Examples of such applications with Stochastic Dual Dynamic Programming (Tilmant and Kelman, 2007; Tilmant et al., 2007; Goor et al., 2010) do not provide the traditional release policy tables but rather, a set of piecewise linear cost to go functions which are used to manage mixed hydrothermal systems. Another distinction between SDP and SDDP is that the former can handle a large number of stages while the latter is best suited to handle a larger state space. Hence the claim that SDDP actually mitigates the curse of dimensionality should be viewed within this context since its computational complexity can increase with increase in the number of state variables (Shapiro et al., 2012). For these is reasons, Lee and Labadie ( 2007) contend that SDDP is incapable of finding optimal closed loop or feedback operating policies over long operational horizons and requires special care when applied in the context of highly non-convex problems such as hydropower system optimisation.
(iv) Solving the problem with another variation of SDP known as Neuro Stochastic Dynamic Programming (NSDP), as proposed by Bertsekas and Tsitsiklis (1996). NSDP reduces algorithm complexity by approximation of the Bellman functions via Artificial Neural Networks (ANNs). An ANN is a nonlinear mathematical structure which is capable of representing complex nonlinear processes that relate the inputs and outputs of any system. Castelleti et al. (2007) applied the NSDP algorithm to a multi-objective problem in the Paive catchment in Italy which had 3 three reservoirs. They found NSDP to be 450% faster than an equivalent SDP.
(v) Adoption of a heuristic approach or algorithm that exploits knowledge of the approximate form of the optimal policy of the multi-reservoir systems to simplify the calculations and obtain efficient descriptions of the optimal release rules (Archibald et al., 2001).
Disaggregation/Aggregation techniques are attractive but pose certain difficulties related to loss of interconnectivity modelling detail between reservoirs. It is also cumbersome to disaggregate the composite policies and the results may not meet the accuracy requirements for real-world case study applications (Nandalal and Borgadi, 2007). Almost all the approximate dynamic programming approaches only alleviate the dimensionality problem to some degree and none actually removes it. The challenge in this study will therefore be to devise creative methods of working with a suitable approximate dynamic programming method to yield acceptable results.

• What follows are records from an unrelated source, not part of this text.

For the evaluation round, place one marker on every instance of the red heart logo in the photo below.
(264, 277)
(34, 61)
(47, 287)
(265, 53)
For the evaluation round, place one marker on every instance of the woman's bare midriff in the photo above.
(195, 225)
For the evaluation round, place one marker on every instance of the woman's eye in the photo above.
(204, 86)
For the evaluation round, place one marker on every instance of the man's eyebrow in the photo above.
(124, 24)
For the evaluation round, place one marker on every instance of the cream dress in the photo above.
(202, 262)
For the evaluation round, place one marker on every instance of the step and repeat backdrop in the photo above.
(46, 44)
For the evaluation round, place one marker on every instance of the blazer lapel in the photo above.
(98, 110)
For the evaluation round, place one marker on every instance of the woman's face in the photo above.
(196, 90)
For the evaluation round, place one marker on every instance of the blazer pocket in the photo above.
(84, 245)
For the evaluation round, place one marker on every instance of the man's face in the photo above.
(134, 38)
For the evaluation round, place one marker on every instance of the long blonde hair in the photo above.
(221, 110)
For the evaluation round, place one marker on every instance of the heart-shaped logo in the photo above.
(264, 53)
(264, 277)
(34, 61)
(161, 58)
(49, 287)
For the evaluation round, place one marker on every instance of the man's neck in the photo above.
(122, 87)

In a review of optimal operation of multi-reservoir systems, Labadie (2004) indicates that implicit and explicit stochastic approaches have been useful in determining long-range guide curves and operating policies over weekly, monthly or seasonal time increments but have proven to be of limited use because the release plans they define are unique to the assumed time series (long historical record or stochastic stream flow generation). Consequently, many schemes operated with long-range guide curves continue to be function below their potential.

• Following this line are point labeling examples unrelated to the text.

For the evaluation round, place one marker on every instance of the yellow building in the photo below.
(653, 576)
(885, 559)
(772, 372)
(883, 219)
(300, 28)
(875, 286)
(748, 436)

To remedy such short-comings, long range guide curves are often regarded as planning models that must be complemented by real-time operation models designed to track long-term guidelines over shorter time horizons.
The release plan/rule curve can be categorized as an off-line policy determined a priori for all possible occurrences of the state resulting from analyses of a long historical period or stochastically generated inflows.